I microchip odierni sono quasi completamente non riciclabili ed essi generano una quantità di rifiuti che sta diventando insostenibile. La svolta potrebbe arrivare dai funghi. Ecco come un gruppo di ricercatori ha pensato di realizzare microchip biodegradabili utilizzano i funghi.
Rifiuti da microchip
Il mondo produce un’enorme quantità di rifiuti elettronici. Si stima che questa arriva a 50 milioni di tonnellate all’anno.
Tra questi ci sono i chip e i microchip di telefoni cellulari, tablet, computer e di altri apparecchi elettronici. I microchip sono costituti per la maggior parte da una base di polimeri di plastica, che prende il nome di substrato e che funge da raffreddante e isolante. Questa base di polimeri di plastica non è riciclabile.
Non è facile sostituire la base in plastica con un altro materiale con le stesse caratteristiche. Tuttavia, potremmo essere vicini a una soluzione concreta.
Lo studio
Lo studio sui nuovi microchip biodegradabili arriva da un team di ricercatori della Johannes Kepler University Linz, in Austria. Il team è guidato dal dottor Martin Kaltenbrunner e lo studio è pubblicato per intero sulla rivista scientifica Science Advances.
Il team di ricercatori austriaci ha scoperto che un particolare tipo di fungo del legno è un degno sostituto dei componenti in plastica. È resistente e biodegradabile e permetterà di produrre microchip biodegradabili ed ecologici.
I test hanno dimostrato che il materiale è totalmente funzionale e consentirà nel concreto di ridurre l’impatto ambientale del settore elettronico.
Il fungo utilizzato per i microchip biodegradabili
Non stiamo parlando di tutti i tipi di funghi, ma di un fungo specifico che viene utilizzato per la realizzazione dei microchip e che perfettamente svolge la sua funzione.
Il fungo utilizzato per i microchip biodegradabili è il Ganoderma Lucidum. È un fungo parassita del legno, che cresce sul legno di quercia o di castagno. Esso sviluppa una sorta di pelle che protegge il micelio, ovvero il suo apparato vegetale, dai batteri, parassiti o da altri funghi.

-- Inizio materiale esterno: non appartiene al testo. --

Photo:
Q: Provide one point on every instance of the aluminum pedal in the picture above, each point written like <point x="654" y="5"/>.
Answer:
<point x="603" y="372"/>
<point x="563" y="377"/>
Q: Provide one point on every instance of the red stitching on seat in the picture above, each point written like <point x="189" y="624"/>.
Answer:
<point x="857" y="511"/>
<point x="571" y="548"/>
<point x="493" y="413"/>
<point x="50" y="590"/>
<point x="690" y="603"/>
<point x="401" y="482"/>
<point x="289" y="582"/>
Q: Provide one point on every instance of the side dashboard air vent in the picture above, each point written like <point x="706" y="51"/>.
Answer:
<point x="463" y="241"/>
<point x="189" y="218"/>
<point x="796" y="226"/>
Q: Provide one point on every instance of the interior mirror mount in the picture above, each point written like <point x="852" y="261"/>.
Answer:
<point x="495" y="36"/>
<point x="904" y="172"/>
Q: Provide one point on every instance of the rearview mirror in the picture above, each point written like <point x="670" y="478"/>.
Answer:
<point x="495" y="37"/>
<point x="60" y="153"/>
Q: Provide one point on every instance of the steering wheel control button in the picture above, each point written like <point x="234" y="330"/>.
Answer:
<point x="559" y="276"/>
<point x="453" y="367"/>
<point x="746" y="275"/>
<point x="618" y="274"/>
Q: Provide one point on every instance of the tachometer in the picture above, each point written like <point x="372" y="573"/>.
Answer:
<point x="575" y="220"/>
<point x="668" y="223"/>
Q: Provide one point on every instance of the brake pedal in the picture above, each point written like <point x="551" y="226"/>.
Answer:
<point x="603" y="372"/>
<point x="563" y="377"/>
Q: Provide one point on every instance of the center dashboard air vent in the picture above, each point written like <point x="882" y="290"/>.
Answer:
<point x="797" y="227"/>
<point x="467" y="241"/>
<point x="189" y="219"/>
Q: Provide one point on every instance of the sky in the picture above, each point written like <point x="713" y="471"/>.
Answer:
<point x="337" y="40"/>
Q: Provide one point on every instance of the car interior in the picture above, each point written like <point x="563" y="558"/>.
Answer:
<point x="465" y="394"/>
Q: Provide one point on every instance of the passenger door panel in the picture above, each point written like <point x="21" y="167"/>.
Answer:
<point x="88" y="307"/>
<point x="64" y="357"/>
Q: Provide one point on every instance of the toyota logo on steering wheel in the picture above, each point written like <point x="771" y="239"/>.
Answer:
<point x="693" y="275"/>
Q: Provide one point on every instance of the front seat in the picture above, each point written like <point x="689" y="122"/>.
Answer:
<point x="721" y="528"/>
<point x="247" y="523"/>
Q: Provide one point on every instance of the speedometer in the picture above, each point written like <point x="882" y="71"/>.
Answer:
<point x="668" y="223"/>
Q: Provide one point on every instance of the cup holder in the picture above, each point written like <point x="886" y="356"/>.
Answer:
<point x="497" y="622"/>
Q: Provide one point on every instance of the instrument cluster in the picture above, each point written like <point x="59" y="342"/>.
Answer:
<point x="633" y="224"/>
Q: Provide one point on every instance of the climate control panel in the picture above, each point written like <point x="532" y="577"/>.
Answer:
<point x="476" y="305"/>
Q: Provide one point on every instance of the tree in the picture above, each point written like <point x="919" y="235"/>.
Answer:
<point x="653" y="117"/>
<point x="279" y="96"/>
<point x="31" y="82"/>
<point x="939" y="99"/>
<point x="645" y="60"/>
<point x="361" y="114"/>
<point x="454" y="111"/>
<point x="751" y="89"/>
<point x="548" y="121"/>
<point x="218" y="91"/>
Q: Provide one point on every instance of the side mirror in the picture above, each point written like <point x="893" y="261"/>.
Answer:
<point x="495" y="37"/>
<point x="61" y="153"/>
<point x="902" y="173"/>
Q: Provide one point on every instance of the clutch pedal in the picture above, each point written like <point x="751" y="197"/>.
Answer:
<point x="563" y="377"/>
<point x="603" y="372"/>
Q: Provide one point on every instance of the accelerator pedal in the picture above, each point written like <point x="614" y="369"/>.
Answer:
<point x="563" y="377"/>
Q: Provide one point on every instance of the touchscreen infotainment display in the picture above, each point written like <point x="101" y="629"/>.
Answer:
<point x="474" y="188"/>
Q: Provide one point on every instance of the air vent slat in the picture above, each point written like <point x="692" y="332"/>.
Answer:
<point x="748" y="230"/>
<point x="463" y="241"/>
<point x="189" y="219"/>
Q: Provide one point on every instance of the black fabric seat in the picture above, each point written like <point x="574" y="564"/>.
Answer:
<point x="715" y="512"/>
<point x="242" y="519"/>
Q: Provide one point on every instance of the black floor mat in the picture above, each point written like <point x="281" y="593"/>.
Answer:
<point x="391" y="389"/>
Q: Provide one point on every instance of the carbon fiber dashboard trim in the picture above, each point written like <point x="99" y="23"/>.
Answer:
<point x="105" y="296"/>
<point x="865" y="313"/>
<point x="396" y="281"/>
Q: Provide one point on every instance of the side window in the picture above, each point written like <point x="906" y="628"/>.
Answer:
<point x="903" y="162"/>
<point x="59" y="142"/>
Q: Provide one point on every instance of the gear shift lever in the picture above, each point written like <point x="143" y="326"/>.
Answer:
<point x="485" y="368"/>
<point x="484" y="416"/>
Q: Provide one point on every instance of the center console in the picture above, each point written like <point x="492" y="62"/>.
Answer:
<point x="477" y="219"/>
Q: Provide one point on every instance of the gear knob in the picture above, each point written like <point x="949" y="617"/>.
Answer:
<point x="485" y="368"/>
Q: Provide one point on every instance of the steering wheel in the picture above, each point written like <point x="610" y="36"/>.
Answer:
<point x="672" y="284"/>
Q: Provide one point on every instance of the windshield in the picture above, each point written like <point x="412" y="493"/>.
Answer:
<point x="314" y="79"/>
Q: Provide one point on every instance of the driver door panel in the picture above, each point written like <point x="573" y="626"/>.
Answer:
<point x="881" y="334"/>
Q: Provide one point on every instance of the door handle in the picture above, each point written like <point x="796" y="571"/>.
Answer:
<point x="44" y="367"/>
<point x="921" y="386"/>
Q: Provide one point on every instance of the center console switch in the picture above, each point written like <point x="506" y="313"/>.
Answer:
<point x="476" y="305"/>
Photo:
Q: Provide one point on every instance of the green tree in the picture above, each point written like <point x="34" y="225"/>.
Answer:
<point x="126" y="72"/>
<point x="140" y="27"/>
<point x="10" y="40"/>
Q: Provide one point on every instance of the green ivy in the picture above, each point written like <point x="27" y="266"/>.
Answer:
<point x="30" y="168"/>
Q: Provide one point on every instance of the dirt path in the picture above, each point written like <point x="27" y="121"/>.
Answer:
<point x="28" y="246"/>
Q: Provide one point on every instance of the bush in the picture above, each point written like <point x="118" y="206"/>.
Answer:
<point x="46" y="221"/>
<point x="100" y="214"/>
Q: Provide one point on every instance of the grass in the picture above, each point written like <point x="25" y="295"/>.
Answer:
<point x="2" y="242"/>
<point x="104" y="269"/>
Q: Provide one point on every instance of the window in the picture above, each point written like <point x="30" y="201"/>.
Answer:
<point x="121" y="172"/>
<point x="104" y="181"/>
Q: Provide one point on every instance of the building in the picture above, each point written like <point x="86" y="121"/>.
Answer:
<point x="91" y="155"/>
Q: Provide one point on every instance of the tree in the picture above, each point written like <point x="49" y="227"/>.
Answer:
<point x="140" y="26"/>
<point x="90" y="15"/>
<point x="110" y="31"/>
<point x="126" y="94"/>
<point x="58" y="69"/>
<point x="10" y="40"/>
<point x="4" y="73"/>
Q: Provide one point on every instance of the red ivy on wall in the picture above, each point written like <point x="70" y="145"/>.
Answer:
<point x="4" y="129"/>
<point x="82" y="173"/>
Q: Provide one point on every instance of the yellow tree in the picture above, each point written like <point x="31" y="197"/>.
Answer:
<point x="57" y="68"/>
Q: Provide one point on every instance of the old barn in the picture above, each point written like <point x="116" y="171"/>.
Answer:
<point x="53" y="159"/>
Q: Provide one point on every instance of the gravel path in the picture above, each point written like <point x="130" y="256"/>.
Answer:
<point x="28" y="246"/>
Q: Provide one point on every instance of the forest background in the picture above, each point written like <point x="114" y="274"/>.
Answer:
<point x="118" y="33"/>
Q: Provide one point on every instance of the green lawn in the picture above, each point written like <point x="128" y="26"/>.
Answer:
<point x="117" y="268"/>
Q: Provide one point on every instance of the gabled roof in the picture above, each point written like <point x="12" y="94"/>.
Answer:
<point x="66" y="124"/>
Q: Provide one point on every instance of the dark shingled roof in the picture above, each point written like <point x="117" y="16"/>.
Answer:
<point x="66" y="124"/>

Gli altri funghi non hanno questa pelle ed è proprio la pelle che viene utilizzata per realizzare i microchip biodegradabile.
La pelle del fungo Ganoderma viene estratta ed essiccata, diventando flessibile, isolante e resistente. Può resistere a temperature che superano i 250° e, dopo il processo di essiccazione, il suo spessore è simile a quello di un foglio di carta.
“Se tenuta lontano da fonti di umidità e raggi UV, la pelle potrebbe durare probabilmente per centinaia di anni. Allo stesso tempo, può decomporsi nel suolo in appena due settimane, cosa che ne facilita il riciclo”, spiega uno dei ricercatori dello studio, Martin Kaltenbrunner.
Perché viene utilizzata la pelle per i microchip biodegradabili
Tutte queste caratteristiche e capacità rendono la pelle essiccata del fungo perfetta per un circuito elettronico, rendendo, inoltre, i microchip, facilmente riciclabili.
La capacità conduttiva della pelle del fungo Ganoderma è quasi pari a quella dei polimeri in plastica attualmente utilizzati nei chip e microchip.
Le applicazioni di questo substrato biodegradabile potrebbero trovare tantissimi usi. L’estrema sottigliezza lo rende perfetto anche per i dispositivi indossabili. Ma potrebbe essere utilizzato anche nella realizzazione di batterie che alimentano dispositivi a bassa potenza, sensori Bluetooth o etichette R o etichette RFID.
Nel frattempo vanno avanti i test e i ricercatori cercheranno di spingersi oltre, per trovare il maggior numero possibile di applicazioni, così da ridurre finalmente l’impatto ambientale del settore elettronico.
“I prototipi sono incredibili, e i risultati rivoluzionari”, Andrew Adamtzky.